5. Fangirl, by Rainbow Rowell. When I started this book I really wasn't sure if this would be a book I would end up finishing. But I endeavoured to give it 100 pages like I usually do. I didn't even notice the 100 page mark. At that point I was so pulled into the story that I had trouble putting the book down. I deeply relate to Cath and this is her coming of age story, her growing up experience, and she does some serious growing in the course of the novel. She's shy and quiet and anti-social and insecure in the beginning, but she ends up more outgoing towards the end. She's still shy and insecure, but less withdrawn about it and she dares to lean on others and learns to trust the people around her. Link is wonderful. Reagan is just what Cath needs to push her out of her shell. And throughout it all there's Cath's fangirling experience with Simon Snow which just resonates with me. The scene where they go to the midnight release of the last book had me drowning in memories of my own.
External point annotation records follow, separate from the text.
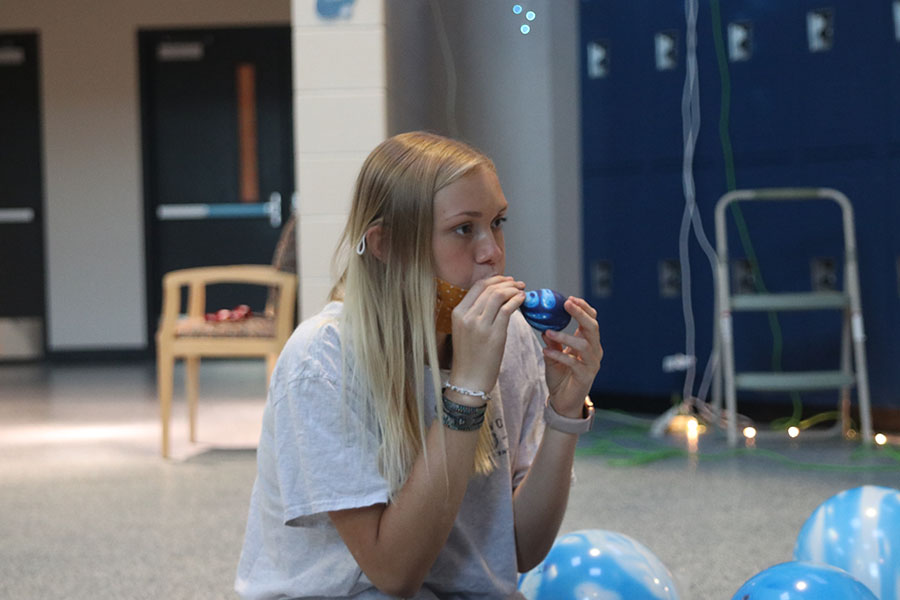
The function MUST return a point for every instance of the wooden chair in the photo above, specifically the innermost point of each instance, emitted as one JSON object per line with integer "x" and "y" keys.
{"x": 191, "y": 337}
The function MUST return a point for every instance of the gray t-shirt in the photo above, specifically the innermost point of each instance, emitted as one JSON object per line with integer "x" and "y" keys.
{"x": 308, "y": 465}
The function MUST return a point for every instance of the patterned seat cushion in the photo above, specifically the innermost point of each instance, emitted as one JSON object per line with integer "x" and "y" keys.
{"x": 250, "y": 327}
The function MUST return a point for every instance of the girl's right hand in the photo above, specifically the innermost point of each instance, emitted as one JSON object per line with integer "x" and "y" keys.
{"x": 480, "y": 322}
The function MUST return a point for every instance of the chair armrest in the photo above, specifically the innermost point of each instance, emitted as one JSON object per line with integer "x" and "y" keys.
{"x": 198, "y": 278}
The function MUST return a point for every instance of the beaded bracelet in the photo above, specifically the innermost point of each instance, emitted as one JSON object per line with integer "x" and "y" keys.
{"x": 466, "y": 392}
{"x": 459, "y": 417}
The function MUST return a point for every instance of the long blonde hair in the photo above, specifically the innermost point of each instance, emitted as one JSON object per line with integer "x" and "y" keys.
{"x": 388, "y": 319}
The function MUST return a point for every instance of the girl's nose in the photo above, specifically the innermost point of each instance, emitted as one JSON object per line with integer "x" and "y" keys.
{"x": 489, "y": 250}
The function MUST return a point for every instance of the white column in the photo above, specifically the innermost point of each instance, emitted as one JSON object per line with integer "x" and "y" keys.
{"x": 340, "y": 114}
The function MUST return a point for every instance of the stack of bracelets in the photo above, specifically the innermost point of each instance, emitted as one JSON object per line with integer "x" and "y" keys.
{"x": 460, "y": 417}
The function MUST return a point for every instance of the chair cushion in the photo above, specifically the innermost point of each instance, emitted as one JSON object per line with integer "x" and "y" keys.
{"x": 249, "y": 327}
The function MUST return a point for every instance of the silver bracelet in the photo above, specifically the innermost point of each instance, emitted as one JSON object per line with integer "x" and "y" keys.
{"x": 465, "y": 392}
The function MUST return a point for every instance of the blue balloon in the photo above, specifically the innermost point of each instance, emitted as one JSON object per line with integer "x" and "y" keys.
{"x": 857, "y": 530}
{"x": 597, "y": 564}
{"x": 803, "y": 581}
{"x": 543, "y": 309}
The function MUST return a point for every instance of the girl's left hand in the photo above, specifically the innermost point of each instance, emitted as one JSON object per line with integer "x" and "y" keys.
{"x": 572, "y": 360}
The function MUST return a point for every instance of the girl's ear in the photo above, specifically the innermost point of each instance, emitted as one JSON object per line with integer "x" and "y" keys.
{"x": 376, "y": 241}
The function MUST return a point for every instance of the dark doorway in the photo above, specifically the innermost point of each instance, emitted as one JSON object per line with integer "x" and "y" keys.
{"x": 217, "y": 151}
{"x": 22, "y": 306}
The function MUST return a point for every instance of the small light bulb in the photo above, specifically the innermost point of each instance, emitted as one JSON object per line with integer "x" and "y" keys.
{"x": 692, "y": 429}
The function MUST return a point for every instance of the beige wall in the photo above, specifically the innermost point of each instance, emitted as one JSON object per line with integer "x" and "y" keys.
{"x": 94, "y": 209}
{"x": 340, "y": 114}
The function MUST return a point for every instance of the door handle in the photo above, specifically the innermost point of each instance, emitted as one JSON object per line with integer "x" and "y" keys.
{"x": 16, "y": 215}
{"x": 231, "y": 210}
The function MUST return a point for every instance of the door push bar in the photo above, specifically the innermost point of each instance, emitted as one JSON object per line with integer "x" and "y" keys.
{"x": 16, "y": 215}
{"x": 232, "y": 210}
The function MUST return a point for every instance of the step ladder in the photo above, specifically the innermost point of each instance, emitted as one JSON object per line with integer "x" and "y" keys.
{"x": 851, "y": 373}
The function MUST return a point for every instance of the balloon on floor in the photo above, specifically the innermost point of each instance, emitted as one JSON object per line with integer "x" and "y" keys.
{"x": 857, "y": 530}
{"x": 597, "y": 564}
{"x": 803, "y": 581}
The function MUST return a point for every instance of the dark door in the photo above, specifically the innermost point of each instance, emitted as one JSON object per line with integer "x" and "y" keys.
{"x": 218, "y": 152}
{"x": 21, "y": 198}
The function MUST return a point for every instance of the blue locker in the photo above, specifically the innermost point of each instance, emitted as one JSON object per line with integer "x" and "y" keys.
{"x": 631, "y": 115}
{"x": 892, "y": 79}
{"x": 797, "y": 118}
{"x": 843, "y": 103}
{"x": 763, "y": 89}
{"x": 631, "y": 221}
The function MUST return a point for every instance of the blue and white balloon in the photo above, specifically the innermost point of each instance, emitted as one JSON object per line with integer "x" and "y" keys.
{"x": 593, "y": 564}
{"x": 543, "y": 309}
{"x": 857, "y": 530}
{"x": 803, "y": 581}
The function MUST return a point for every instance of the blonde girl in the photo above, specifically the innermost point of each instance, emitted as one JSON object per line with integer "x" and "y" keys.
{"x": 418, "y": 440}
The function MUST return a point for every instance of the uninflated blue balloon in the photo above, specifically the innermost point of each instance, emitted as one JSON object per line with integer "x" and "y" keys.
{"x": 803, "y": 581}
{"x": 857, "y": 530}
{"x": 543, "y": 309}
{"x": 596, "y": 564}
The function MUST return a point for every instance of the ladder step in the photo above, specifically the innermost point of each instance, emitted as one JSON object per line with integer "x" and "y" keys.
{"x": 790, "y": 301}
{"x": 793, "y": 381}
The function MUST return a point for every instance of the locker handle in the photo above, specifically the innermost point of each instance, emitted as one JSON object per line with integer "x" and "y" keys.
{"x": 16, "y": 215}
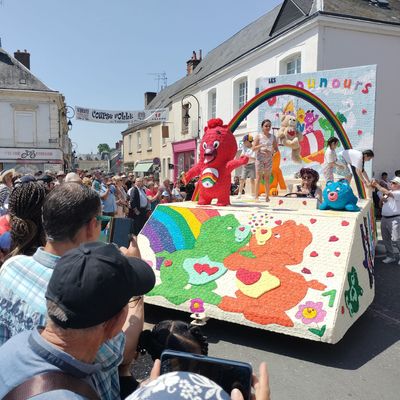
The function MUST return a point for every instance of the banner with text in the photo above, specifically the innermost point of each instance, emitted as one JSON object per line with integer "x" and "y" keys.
{"x": 106, "y": 116}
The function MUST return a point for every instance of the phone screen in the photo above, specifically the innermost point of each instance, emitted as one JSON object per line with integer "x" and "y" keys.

The only fourth wall break in this book that probably should've been edited out is when Link mentions Harry Potter once, when the entire book is about Cath fangirling over Simon Snow, which is set up as a substitute for Harry Potter. Why even mention Potter at all?!?!? My favourite quote, because it explains why I love the Internet, is: "There are other people on the Internet. It's awesome. You get all the benefits of 'other people' without the body odour and the eye contact." This book is relatable to the extreme.